Nun, wir wollen einmal einen kühnen Vergleich wagen. Er wird in – der gleichen Position sein wie zu Beginn des Wiener Kongresses der französische Außenminister Talleyrand, der wochenlang warten mußte, bis er zu den Verhandlungen mit den damaligen großen Vier zugelassen wurde. Aber als es dann so weit war, daß eine Zusammenkunft stattfand, hatte er auch sofort Gelegenheit, sich zu bewähren. Er begann mit einer Frage des diplomatischen „Protokolls“: Man habe ihm gesagt, er solle allein kommen, da zu der Besprechung nur die Außenminister persönlich zugelassen seien, nun aber müsse er bemerken, daß der Vertreter Preußens, Fürst Hardenberg, Herrn von Humboldt mitgebracht habe. Darauf bedeutete Metternich ihm, Fürst Hardenberg bedürfe wegen seiner Taubheiteines Begleiters. Talleyrand, auf sein lahmes Bein anspielend, erwiderte, auch andere könnten gleichermaßen körperliche Gebrechen vorweisen. Nach einigen verlegenen Sätzen Metternichs wurde beschlossen, daß der französische Außenminister in Zukunft den Herzog von Dalberg mitbringen dürfe. Talleyrand fragte weiter, warum die Vertreter Schwedens und Portugals nicht anwesend seien, die doch auch zu den Unterzeichnern des Pariser Friedens und zu den Einberufern des Kongresses gehörten. Betretenes Schweigen... Talleyrand hatte die zweite Runde gewonnen, Metternich überreichte ihm nun das Protokoll der bisherigen Verhandlungen – man war auch damals geneigt, dem Besiegten Beschlüsse zu überreichen, bei denen er nicht mitgewirkt hatte.
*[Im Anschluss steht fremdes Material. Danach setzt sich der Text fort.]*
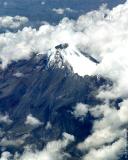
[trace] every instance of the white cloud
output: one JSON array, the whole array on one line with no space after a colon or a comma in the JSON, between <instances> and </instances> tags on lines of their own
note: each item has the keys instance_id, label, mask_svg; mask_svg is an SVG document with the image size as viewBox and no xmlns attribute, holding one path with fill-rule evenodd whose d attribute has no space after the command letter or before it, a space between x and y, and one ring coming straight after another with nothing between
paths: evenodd
<instances>
[{"instance_id":1,"label":"white cloud","mask_svg":"<svg viewBox=\"0 0 128 160\"><path fill-rule=\"evenodd\" d=\"M5 3L6 4L6 3ZM0 17L0 28L10 28L10 29L15 29L19 28L25 23L28 22L27 17L22 17L22 16L3 16Z\"/></svg>"},{"instance_id":2,"label":"white cloud","mask_svg":"<svg viewBox=\"0 0 128 160\"><path fill-rule=\"evenodd\" d=\"M9 118L9 115L6 113L5 115L0 113L0 123L11 124L13 121Z\"/></svg>"},{"instance_id":3,"label":"white cloud","mask_svg":"<svg viewBox=\"0 0 128 160\"><path fill-rule=\"evenodd\" d=\"M86 105L86 104L82 104L82 103L77 103L77 105L75 106L74 108L74 111L73 111L73 115L76 117L76 118L84 118L86 117L88 111L89 111L89 106Z\"/></svg>"},{"instance_id":4,"label":"white cloud","mask_svg":"<svg viewBox=\"0 0 128 160\"><path fill-rule=\"evenodd\" d=\"M52 128L52 124L50 121L47 122L45 129L51 129Z\"/></svg>"},{"instance_id":5,"label":"white cloud","mask_svg":"<svg viewBox=\"0 0 128 160\"><path fill-rule=\"evenodd\" d=\"M115 143L109 146L103 146L101 149L91 150L83 160L118 160L120 158L120 152L124 151L124 139L119 139Z\"/></svg>"},{"instance_id":6,"label":"white cloud","mask_svg":"<svg viewBox=\"0 0 128 160\"><path fill-rule=\"evenodd\" d=\"M9 160L11 156L10 152L5 151L1 154L0 160Z\"/></svg>"},{"instance_id":7,"label":"white cloud","mask_svg":"<svg viewBox=\"0 0 128 160\"><path fill-rule=\"evenodd\" d=\"M26 125L39 126L42 123L37 118L33 117L32 114L29 114L25 121Z\"/></svg>"},{"instance_id":8,"label":"white cloud","mask_svg":"<svg viewBox=\"0 0 128 160\"><path fill-rule=\"evenodd\" d=\"M64 18L56 26L46 24L39 30L25 27L17 33L0 34L0 58L6 66L13 59L28 58L32 52L46 53L50 48L67 42L71 48L79 48L100 60L100 64L94 67L90 67L90 63L86 67L77 65L81 66L80 75L98 74L114 82L113 87L100 92L99 97L125 97L128 95L127 15L128 4L122 4L112 10L101 8L92 11L77 21ZM83 64L83 61L78 63Z\"/></svg>"},{"instance_id":9,"label":"white cloud","mask_svg":"<svg viewBox=\"0 0 128 160\"><path fill-rule=\"evenodd\" d=\"M52 11L57 14L64 14L65 12L76 12L71 8L53 8Z\"/></svg>"},{"instance_id":10,"label":"white cloud","mask_svg":"<svg viewBox=\"0 0 128 160\"><path fill-rule=\"evenodd\" d=\"M57 13L57 14L64 14L64 9L63 8L53 8L52 11Z\"/></svg>"},{"instance_id":11,"label":"white cloud","mask_svg":"<svg viewBox=\"0 0 128 160\"><path fill-rule=\"evenodd\" d=\"M88 154L84 156L85 159L90 160L95 155L95 158L98 160L117 160L118 154L122 153L121 148L125 149L127 143L127 130L125 128L128 125L127 105L128 100L124 100L120 103L119 110L110 107L109 104L90 109L90 113L99 119L94 121L92 134L78 145L80 150L88 152ZM120 140L117 141L118 139ZM116 146L118 142L121 142L121 145L117 145L115 152L114 146ZM106 144L108 144L108 147L105 147ZM111 150L111 153L106 154L109 150Z\"/></svg>"},{"instance_id":12,"label":"white cloud","mask_svg":"<svg viewBox=\"0 0 128 160\"><path fill-rule=\"evenodd\" d=\"M68 156L64 148L74 141L74 136L63 134L63 139L49 142L42 151L33 152L30 147L16 160L62 160Z\"/></svg>"},{"instance_id":13,"label":"white cloud","mask_svg":"<svg viewBox=\"0 0 128 160\"><path fill-rule=\"evenodd\" d=\"M79 148L83 152L88 151L88 154L84 156L87 160L92 160L94 157L98 160L111 160L111 157L116 159L121 148L124 147L125 126L128 124L127 17L128 4L125 3L112 10L101 8L99 11L92 11L80 16L77 21L64 18L56 26L45 24L39 30L25 27L17 33L0 34L0 57L3 66L6 66L13 59L28 58L34 51L46 53L48 49L65 42L69 43L71 48L87 52L100 61L91 75L98 74L110 78L113 81L113 86L108 87L107 91L100 89L98 96L107 100L122 96L125 100L120 103L119 110L111 107L109 103L89 110L99 119L94 122L92 134L79 144ZM90 66L82 69L87 74ZM78 107L75 115L81 115L81 113L81 107ZM38 124L38 120L29 115L27 123ZM117 141L117 139L119 140ZM114 141L116 142L113 143ZM108 146L105 146L106 143ZM23 158L29 160L28 156L31 154L31 152L27 152L24 154L27 158ZM53 157L51 152L49 157L49 150L48 152L45 150L37 152L31 157L35 156L37 159L42 154L46 155L48 160ZM23 158L21 160L24 160Z\"/></svg>"}]
</instances>

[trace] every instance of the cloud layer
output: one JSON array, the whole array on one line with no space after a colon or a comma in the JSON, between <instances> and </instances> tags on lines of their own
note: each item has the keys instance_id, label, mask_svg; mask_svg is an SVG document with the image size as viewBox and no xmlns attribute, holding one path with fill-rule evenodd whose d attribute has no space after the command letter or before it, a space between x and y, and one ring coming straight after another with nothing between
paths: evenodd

Talleyrand studierte es mit betonter Aufmerksamkeit. „Es ist hier mehrfach von Alliierten die Rede“, sagte er, „wieso gibt es nach dem Pariser Frieden noch Alliierte, etwa gegen Ludwig XVIII.?“ Der Ausdruck „Alliierte“, bemerkte Metternich, sei nur wegen der Kürze gebraucht. „Kürze“, erwiderte Talleyrand scharf, „sollte nicht um den Preis der Genauigkeit erkauft werden.“

Wir können hier den weiteren Verlauf des Wiener Kongresses, bei dem der Außenminister des geschlagenen Frankreichs gleich bei seinem ersten Auftreten so siegreich war, nicht schildern. Wer sich mit ihm befassen will, sollte das Buch von Harold Nielsen lesen, das den bezeichnenden Untertitel trägt „Über die Einigkeit unter Verbündeten“ („Der Wiener Kongreß deutsch im Atlantis Verlag Zürich und Freiburg i. Br.). Was uns hier interessieren muß, ist nur, ob heute ein Außenminister der Bundesrepublik Chancen hätte, auf einer Konferenz ähnliche Erfolge zu erzielen. Nun, bereits seine Anwesenheit an sich wäre schon ein Erfolg. Auf der Konferenz würde er nämlich ohne eine Bevormundung durch Hohe Kommissare mit den übrigen Außenministern auf gleicher Ebene verhandeln. Mit ein wenig Geschicklichkeit könnte er dadurch das ausgeklügelte System des revidierten Besatzungsstatuts ad absurdum führen. Dadurch aber würden wir von selbst in einen Zustand der Gleichberechtigung hineinwachsen. Und solcher Möglichkeiten, deren es naturgemäß noch viel mehr gibt, sollten wir uns begeben, nur weil wir aus Eigensinn keinen Außenminister ernennen wollen, der durch ein Besatzungsstatut in seinem Handeln beschränkt ist?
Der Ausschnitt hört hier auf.